Two alternative approaches for the input of the arguments:
1. Provide the arguments
vario.mod.output (output object from vario.mod function) and
mod.nr (number of the model in the infotable).
2. Provide the necessary information manually, namely
par.est (vector with estimated nugget, partial sill and shape parameters),
data (used to estimate the semi-variogram model parameters),
max.dist (semi-variogram parameter, numeric of length 1) and
nbins (semi-variogram parameter, numeric of length 1).
Filtered bootstrap method:
For the semi-variogram model parameter estimation, the weighted least squares method is used
in order to make the numerical calculation possible for large sample sizes.
A filter is set up within the bootstrapping process to remove all
bootstrap estimates for which the estimation algorithm for the semi-variogram
model parameters did not converge.
The parameter standard errors are estimated using the generalized bootstrap
method with check-based filtering.
The semi-variogram structure from the given model is used to remove the
spatial correlation structure within the original dataset. Then,
classical bootstrap sampling with replacement is used to generate B
bootstrap samples from the uncorrelated data.
Each bootstrap sample inherits the correlation structure back and is used to estimate
the nugget effect, partial sill and shape parameter for an exponential model.
Within the bootstrap repetitions, a test is performed to check whether
the estimated parameters lie within a probable range.
If the total variance of the bootstrap model exceeds the empirical variance
of the data times the treshold factor \(\tau\), ie.
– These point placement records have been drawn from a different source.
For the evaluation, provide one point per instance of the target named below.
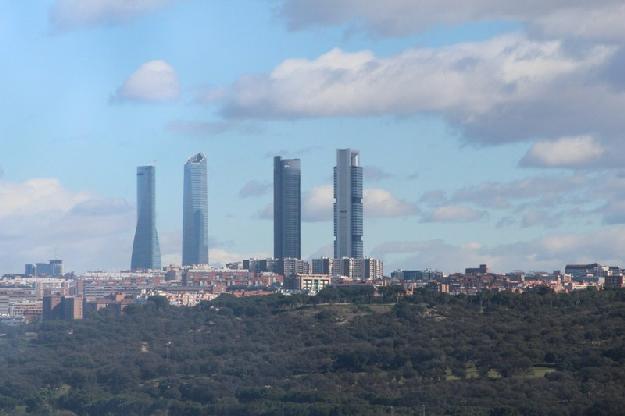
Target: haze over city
(492, 134)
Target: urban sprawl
(45, 291)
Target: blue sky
(473, 123)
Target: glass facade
(195, 212)
(287, 208)
(348, 207)
(146, 252)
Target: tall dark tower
(195, 212)
(287, 208)
(348, 213)
(146, 252)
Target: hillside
(341, 353)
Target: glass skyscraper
(287, 208)
(348, 215)
(195, 212)
(146, 252)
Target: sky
(490, 131)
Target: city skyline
(479, 144)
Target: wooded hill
(344, 352)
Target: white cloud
(505, 89)
(381, 203)
(593, 19)
(35, 196)
(40, 219)
(548, 253)
(154, 81)
(72, 14)
(454, 213)
(317, 205)
(255, 188)
(564, 152)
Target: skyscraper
(287, 208)
(195, 212)
(348, 215)
(146, 252)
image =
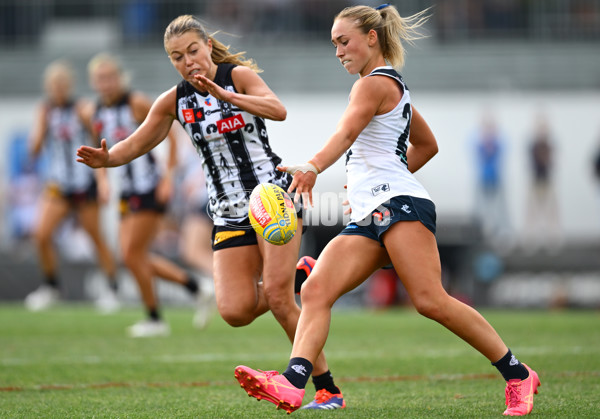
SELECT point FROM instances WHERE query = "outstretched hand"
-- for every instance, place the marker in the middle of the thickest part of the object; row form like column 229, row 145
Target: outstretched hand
column 93, row 157
column 211, row 87
column 303, row 182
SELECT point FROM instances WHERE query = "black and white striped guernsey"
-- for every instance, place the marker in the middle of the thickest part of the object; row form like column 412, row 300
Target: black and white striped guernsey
column 115, row 123
column 233, row 146
column 64, row 135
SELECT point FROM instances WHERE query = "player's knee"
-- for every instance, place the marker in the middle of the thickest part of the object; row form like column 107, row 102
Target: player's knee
column 131, row 257
column 430, row 306
column 315, row 292
column 236, row 318
column 42, row 238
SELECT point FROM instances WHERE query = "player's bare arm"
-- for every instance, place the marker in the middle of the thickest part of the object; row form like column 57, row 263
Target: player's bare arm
column 149, row 134
column 365, row 101
column 422, row 144
column 254, row 95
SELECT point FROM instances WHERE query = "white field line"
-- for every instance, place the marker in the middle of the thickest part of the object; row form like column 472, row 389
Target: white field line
column 280, row 356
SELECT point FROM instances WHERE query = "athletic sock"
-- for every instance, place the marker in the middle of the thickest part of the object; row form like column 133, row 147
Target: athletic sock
column 511, row 368
column 298, row 372
column 153, row 314
column 325, row 381
column 51, row 280
column 191, row 285
column 112, row 283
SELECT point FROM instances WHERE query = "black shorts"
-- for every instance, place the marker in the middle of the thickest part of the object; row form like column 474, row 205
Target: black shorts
column 399, row 208
column 74, row 198
column 238, row 234
column 132, row 203
column 241, row 234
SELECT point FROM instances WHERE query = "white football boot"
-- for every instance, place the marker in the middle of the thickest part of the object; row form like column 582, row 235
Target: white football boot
column 149, row 328
column 42, row 298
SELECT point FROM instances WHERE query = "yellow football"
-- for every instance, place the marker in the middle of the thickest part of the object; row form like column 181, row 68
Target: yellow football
column 272, row 213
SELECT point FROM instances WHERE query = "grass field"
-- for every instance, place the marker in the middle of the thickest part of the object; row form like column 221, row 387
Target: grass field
column 71, row 362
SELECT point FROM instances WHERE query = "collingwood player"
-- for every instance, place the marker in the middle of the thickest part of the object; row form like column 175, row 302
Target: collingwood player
column 393, row 219
column 222, row 103
column 60, row 129
column 144, row 193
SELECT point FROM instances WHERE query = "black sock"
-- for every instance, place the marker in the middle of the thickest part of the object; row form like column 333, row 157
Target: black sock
column 301, row 277
column 191, row 285
column 511, row 368
column 298, row 372
column 51, row 281
column 112, row 283
column 325, row 381
column 153, row 314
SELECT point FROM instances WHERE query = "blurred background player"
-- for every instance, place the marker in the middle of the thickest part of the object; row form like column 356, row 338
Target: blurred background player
column 196, row 225
column 71, row 188
column 144, row 193
column 390, row 222
column 542, row 228
column 222, row 103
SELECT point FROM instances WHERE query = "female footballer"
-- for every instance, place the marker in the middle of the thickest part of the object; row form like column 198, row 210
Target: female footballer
column 392, row 219
column 222, row 103
column 144, row 192
column 60, row 128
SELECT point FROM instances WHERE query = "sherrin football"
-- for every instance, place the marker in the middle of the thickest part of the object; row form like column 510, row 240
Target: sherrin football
column 272, row 213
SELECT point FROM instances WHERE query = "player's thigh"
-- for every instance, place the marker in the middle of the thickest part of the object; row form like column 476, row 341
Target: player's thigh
column 279, row 262
column 52, row 211
column 137, row 230
column 413, row 251
column 345, row 263
column 236, row 273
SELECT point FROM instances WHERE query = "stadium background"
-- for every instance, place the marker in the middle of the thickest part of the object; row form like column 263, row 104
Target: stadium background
column 510, row 59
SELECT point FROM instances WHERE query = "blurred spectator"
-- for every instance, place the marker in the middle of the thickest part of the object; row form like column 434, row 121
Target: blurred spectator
column 24, row 187
column 491, row 210
column 139, row 19
column 596, row 163
column 542, row 222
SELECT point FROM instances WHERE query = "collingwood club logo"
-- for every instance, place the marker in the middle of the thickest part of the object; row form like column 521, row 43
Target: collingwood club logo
column 299, row 369
column 384, row 187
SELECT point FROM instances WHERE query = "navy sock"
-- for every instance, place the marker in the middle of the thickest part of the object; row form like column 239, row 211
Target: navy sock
column 298, row 372
column 112, row 283
column 191, row 285
column 510, row 367
column 325, row 381
column 153, row 314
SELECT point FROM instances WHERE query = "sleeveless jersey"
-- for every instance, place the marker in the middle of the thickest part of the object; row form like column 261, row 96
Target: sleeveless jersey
column 376, row 164
column 233, row 147
column 64, row 135
column 115, row 123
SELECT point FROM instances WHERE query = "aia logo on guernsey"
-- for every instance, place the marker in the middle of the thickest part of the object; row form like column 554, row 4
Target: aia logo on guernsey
column 193, row 115
column 259, row 212
column 230, row 124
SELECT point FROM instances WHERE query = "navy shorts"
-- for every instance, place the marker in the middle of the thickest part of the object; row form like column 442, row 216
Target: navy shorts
column 239, row 234
column 399, row 208
column 132, row 203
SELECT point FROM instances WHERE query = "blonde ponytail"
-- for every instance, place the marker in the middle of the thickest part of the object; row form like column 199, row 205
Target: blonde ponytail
column 220, row 52
column 390, row 27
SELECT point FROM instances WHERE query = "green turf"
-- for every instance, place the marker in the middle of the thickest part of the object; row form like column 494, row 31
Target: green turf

$$c_{0 b}^* + \sigma_{0 b}^{2*} > \tau \widehat{Var(\mathbf{z})}$$
for the bth bootstrap estimate, it is discarded. Otherwise, it is saved.
This procedure is performed until B bootstrap estimates have aggregated.
The empirical standard deviation calculated from the bootstrap estimates provides the
uncertainty estimate for each parameter.
Details about the algorithm used to obtain standard errors for the parameters
of the exponential semi-variogram model are provided in dyck_sv_ses;textualEgoCor.
Reproducibility:
In order to generate reproducible bootstrap results, set a random seed with the command set.seed()
before using the par.uncertainty function.